The education secretary Justine Greening this week spoke at a gathering of head teachers. She reiterated the position of this government to expand both grammar schools and faith schools.
Much of the focus has been on the government’s commitment to grammar schools. Quite right that this should be scrutinised. It is hard to see the thinking of May and her cabinet on this. Most pupils attend local comprehensive’s. Surely if you truly wanted to boost attainment this would be the area of focus. Michael Gove’s approach of introducing more rigour into the curriculum and expanding the academy program to me was the correct one.
If we renewed focus on core subjects, Math’s, Science, History etc. Made moves to cut class sizes and importantly reintroduced discipline we would be well on our way to having a world-class education system. I mention discipline at the end, as I believe it is of utmost importance, we have become too soft on dealing with delinquent children who monopolise the attention of teachers in some of the more challenging comprehensive’s.

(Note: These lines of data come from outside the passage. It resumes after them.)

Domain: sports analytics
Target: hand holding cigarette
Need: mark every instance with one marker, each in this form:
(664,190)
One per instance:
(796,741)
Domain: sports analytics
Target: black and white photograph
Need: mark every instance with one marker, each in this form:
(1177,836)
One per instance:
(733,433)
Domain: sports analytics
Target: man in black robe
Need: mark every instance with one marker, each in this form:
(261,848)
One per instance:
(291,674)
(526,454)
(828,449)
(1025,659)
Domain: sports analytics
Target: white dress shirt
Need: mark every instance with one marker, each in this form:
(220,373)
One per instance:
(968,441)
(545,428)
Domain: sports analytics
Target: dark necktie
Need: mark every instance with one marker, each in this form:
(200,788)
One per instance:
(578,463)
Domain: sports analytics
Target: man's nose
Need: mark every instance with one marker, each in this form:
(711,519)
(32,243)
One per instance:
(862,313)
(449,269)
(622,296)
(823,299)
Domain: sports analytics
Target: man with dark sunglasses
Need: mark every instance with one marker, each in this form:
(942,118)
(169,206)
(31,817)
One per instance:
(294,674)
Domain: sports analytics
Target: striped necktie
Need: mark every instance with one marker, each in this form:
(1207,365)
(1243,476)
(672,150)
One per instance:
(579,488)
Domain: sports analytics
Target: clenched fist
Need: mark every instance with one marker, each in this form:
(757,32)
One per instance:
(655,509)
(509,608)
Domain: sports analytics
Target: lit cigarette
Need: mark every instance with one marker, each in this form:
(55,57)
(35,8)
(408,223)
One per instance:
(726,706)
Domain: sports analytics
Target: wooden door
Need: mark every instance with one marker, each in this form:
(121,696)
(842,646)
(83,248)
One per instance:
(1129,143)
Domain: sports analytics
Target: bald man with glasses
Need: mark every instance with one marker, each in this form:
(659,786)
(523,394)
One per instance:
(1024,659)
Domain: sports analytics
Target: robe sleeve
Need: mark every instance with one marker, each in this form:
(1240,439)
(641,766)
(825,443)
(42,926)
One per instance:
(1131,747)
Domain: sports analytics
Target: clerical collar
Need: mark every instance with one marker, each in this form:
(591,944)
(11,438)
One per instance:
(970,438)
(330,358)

For me the biggest issue with this governments education policy is its commitment to expand faith schools. Faith schools now account for around a third of publicly funded schools. Coming from a Muslim background where I have seen the invisible wall which separates so many of our communities, I am absolutely convinced this is an issue which must be looked at again.
The argument made by the national secular society is that the expansion of faith schools seriously limits the choice of parents who do not want a religious education for their children. We all pay taxes therefore public services should not be for the exclusive use of sub sections of our society.
For me though the biggest argument for a secular education is the fact that first and foremost it benefits those children who would otherwise be forced into environments which close them off from the rest of society. The country we live is diverse, we need to teach future generations to focus not on the things that divide us, instead on the things we all have in common. This idea of multiculturism for me needs to be killed off. It needs replacing with a new sense of identity (Ideally outward looking not nationalistic). An identity based on the shared belief in freedom of speech, freedom of thought and liberty.
Too many of us live in our closed communities and have little understanding of those who come from different backgrounds. I know this is certainly true in the Muslim community I grew up in. You can now grow up in Britain and spend your entire life not interacting with people from other communities. Even in my family I know there are members who do not have a single white Non-Muslim friend. I am sure the reverse is also true for many of other backgrounds. Although most people are decent and tolerant I would be lying if I said growing up I hadn’t witnessed the bigotry this problem has caused.
This is a disaster waiting to happen. In many ways, we are already seeing a polarisation come to the fruition. If we do not address this issue and make moves to break down the invisible walls that divide us, we will see this get worse. In twenty to thirty years’ time we may see sectarian society and the rise of type of identity politics we see in the middle east. Promoting a secular education although not a silver bullet, will certainly move us in the right direction.